Should I mention my kids on the CASPA personal statement?

Should I mention my kids on my CASPA personal statement?

Whether or not to mention kids on the CASPA personal statement is a FAQ by PrePA moms. Often worried that motherhood will somehow make them a less desirable candidate. Before moving any further, let me make one thing perfectly clear – being a mother is not a disadvantage, it’s an asset. Raising a human being is not for the faint of heart and has taught many invaluable skills while on the job. Skills that make you an excellent candidate for PA School and future provider. It is important to determine what your hesitations are and make your case against them by highlighting the qualities motherhood has taught you. Below, I’ve addressed some of the most common concerns to help get you started.

It is unprofessional to mention my family

Talking endlessly about your kids is not only unprofessional but annoying. BUT, Simply stating that you are a parent is straightforward and displays confidence that you have this under control. Don’t believe me? Read what faculty members on the admissions panel have to say about parents applying to PA School.

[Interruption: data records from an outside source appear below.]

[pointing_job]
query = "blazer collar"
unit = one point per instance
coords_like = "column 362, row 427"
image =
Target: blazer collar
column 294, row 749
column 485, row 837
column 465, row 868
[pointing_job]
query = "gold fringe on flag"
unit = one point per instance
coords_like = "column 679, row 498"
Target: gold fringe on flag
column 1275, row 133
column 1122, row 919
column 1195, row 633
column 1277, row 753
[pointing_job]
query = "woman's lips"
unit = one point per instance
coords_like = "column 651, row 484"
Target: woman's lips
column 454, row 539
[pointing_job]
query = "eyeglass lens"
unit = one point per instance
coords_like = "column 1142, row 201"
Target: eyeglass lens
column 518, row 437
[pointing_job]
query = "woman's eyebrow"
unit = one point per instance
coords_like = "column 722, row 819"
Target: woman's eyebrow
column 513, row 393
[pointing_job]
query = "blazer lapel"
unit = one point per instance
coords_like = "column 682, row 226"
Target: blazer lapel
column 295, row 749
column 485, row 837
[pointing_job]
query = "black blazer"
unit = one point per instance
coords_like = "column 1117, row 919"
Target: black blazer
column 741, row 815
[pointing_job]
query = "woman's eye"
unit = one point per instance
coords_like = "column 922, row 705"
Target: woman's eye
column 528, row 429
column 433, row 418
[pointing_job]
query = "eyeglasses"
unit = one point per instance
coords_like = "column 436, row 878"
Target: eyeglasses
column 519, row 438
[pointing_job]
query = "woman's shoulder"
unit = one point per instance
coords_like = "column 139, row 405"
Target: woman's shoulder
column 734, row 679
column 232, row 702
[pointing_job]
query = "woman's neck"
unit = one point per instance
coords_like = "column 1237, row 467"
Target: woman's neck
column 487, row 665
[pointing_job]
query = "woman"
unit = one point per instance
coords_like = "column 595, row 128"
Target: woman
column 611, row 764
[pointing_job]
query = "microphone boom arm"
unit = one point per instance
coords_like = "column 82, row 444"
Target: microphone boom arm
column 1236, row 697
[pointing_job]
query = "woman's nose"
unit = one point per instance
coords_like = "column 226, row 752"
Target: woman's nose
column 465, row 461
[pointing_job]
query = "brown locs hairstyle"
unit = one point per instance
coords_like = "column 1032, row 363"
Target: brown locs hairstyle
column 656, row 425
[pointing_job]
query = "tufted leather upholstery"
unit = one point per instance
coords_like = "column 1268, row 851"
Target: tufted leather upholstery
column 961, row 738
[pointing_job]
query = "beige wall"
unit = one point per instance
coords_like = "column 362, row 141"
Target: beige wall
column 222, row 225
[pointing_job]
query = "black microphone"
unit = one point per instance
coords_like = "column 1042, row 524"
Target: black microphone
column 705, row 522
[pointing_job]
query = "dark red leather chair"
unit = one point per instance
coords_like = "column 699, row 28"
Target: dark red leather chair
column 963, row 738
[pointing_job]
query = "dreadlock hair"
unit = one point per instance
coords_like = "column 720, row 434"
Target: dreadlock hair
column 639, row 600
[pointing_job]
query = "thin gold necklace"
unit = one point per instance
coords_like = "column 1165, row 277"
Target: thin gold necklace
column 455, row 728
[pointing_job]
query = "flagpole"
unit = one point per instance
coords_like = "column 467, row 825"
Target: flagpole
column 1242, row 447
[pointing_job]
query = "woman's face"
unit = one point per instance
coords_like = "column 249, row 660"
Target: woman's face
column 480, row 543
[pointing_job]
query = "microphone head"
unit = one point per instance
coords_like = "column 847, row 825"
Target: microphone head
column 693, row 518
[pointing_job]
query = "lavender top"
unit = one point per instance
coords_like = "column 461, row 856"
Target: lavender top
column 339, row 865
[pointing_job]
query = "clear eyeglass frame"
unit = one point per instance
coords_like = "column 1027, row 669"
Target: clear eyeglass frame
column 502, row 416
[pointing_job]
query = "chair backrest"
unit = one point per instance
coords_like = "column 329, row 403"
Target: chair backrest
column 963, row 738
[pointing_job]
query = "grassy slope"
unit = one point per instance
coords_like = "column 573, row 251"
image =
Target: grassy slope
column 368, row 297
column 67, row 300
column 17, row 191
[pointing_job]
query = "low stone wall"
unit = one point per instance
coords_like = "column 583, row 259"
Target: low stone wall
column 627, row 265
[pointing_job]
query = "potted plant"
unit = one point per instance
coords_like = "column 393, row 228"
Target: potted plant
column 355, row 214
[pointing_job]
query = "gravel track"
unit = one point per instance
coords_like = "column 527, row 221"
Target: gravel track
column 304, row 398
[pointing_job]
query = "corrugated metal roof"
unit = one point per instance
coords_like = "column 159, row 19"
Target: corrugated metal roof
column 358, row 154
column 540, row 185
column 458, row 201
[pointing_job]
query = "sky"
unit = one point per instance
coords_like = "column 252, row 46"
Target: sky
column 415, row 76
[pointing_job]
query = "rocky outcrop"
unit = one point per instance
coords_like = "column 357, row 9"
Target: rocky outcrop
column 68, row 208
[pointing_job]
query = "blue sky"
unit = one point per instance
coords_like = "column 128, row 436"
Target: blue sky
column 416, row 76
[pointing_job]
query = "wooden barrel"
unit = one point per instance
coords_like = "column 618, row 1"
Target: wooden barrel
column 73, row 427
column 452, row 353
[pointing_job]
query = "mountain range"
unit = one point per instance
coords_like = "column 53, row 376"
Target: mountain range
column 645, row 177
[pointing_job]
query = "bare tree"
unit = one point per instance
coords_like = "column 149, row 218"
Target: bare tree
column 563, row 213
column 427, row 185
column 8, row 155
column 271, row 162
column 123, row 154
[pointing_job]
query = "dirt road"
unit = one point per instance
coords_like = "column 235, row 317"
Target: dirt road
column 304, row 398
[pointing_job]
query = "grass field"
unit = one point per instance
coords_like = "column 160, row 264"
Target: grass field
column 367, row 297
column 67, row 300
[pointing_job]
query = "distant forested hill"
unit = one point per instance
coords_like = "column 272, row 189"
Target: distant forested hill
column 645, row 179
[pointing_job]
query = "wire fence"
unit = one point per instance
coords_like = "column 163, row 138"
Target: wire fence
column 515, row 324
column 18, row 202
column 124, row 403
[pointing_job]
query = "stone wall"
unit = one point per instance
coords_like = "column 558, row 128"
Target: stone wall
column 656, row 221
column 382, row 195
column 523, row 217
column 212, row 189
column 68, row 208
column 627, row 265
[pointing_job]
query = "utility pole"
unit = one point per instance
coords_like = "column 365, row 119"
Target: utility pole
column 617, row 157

This could be a reason to disqualify my application

Illegal! While questions can be raised in regards to any potential conflicts with your responsibility as a student – disqualifying you solely on these grounds or asking direct questions about your marital status and family is prohibited by the EEOC.

They will question my commitment

As far as commitment goes, you are probably amongst some of THE MOST committed applicants. Mostly because you have too much to lose. Getting here took a great deal of planning and sacrifice. Communicating that shows that you are fully aware of what is expected of you as a student and are ready to take on the responsibilities. Just another reason for mentioning your kids on the CASPA personal statement.

They will question my ability to complete the program?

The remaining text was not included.